As we at the Penguin Post have learned penguins are on the front line of climate change as an indicator species.  So, as global  temperatures rise and the ice melts, the iconic and lovable flightless birds that call Antarctica home force researchers to sit up and take notice.

A gentoo on the ice

A gentoo on the ice

Scientists who count the birds are finding that penguins are beginning to feel major impacts from the drastic changes to their habitat. But, perhaps surprisingly, the breeding populations of three brush-tailed species of penguins inhabiting the Western Antarctic Peninsula, where the temperatures are warmest, are not all falling as the ice is quickly melting. “We know two of the three penguin species in the peninsula, chinstrap and Adélie, are declining significantly in a region where, in the last 60 years, it’s warmed by 3 degrees C. (5 degrees F.) in the summer and by 5 degrees C. (9 degrees F.) in winter,” said Ron Naveen, the founder of Oceanites, a U.S. based non-profit and scientific research organization. He oversees the Antarctic Site Inventory which monitors penguin populations.

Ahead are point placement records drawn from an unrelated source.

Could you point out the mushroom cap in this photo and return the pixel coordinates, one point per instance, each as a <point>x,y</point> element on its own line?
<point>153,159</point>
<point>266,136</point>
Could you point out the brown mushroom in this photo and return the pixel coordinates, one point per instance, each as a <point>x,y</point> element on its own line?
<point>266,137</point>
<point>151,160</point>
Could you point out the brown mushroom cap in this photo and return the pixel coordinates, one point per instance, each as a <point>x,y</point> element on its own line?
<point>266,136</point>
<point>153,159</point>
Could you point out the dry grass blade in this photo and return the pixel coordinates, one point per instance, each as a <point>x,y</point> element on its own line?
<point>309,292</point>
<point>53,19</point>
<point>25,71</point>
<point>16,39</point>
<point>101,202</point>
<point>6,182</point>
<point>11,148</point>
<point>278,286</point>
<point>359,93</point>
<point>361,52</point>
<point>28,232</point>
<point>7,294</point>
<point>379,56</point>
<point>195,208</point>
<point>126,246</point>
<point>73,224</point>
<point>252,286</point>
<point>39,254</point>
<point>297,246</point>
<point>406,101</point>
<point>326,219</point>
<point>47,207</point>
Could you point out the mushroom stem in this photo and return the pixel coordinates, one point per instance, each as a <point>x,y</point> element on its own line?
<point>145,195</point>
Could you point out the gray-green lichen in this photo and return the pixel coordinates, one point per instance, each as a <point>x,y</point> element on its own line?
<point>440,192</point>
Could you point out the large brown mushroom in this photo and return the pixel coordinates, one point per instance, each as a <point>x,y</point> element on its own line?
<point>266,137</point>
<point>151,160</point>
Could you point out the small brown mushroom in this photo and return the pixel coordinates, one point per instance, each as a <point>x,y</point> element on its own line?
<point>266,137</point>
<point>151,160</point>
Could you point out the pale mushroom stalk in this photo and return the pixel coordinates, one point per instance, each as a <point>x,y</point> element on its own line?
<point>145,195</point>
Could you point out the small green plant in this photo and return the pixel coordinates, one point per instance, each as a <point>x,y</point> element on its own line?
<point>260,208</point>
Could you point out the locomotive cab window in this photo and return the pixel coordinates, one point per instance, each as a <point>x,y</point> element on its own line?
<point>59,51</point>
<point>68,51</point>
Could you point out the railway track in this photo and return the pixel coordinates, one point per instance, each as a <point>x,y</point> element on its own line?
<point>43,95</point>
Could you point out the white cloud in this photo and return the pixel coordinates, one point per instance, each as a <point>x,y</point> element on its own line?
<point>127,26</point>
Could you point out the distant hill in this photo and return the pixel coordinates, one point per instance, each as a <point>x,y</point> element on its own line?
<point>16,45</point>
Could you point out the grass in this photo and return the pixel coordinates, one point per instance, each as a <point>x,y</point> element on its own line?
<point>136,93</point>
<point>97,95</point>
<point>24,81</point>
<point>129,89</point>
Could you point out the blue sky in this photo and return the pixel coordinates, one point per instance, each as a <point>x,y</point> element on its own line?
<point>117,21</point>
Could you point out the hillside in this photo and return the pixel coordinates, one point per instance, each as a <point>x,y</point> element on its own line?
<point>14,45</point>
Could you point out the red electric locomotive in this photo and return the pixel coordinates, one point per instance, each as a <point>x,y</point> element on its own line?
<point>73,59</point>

A third species, Gentoo’s, has not been losing numbers and in fact has even been expanding its range. Counting penguins in the wild is a complicated art. Naveen’s team makes repeated visits every year to the Antarctic Peninsula from November to February when egg-laying and chick creching are at their peak. Since 1994, he has conducted 1,421 visits to the peninsula and collected data from 209 sites.

Gentoo Penguin

Gentoo Penguin

Naveen and fellow penguin counter Heather Lynch of Stony Brook University say the warming climate and the consequent loss of sea ice are contributing to the decline in Adelie and chinstrap, because the two species are dependent on the sea ice. Warming temperature is only one part of the whole story, however, according to the Naveen. “There are a number of possibilities,” he said. Adelies and chinstrap nest primarily near the ice and rely on krill as their main food source. These shrimp-like vertebrates live underneath the ice, feeding on the algae that grows there. As the ice retreats, the krill in turn disappear. Other factors such as commercial overfishing and the expanding population of humpback whales, which also feed on krill, may also contribute to the loss of their main food source.

By contrast, gentoo penguins are expanding both in numbers and in geographical range, according to Naveen and Lynch’s research because they are not as dependent on the sea ice for breeding and feeding. There are an estimated 387,000 gentoo breeding pairs and their populations are moving southward along the peninsula. “Gentoos are an open water species and can move southward as the declining ice concentration makes new habitat available to them,” Lynch said.  So as far as penguins are concerned in the new world of Antarctic global warming, we have some penguins able to adapt better than others, and given the rate of change, rapid adaptation will be the key to a species thriving.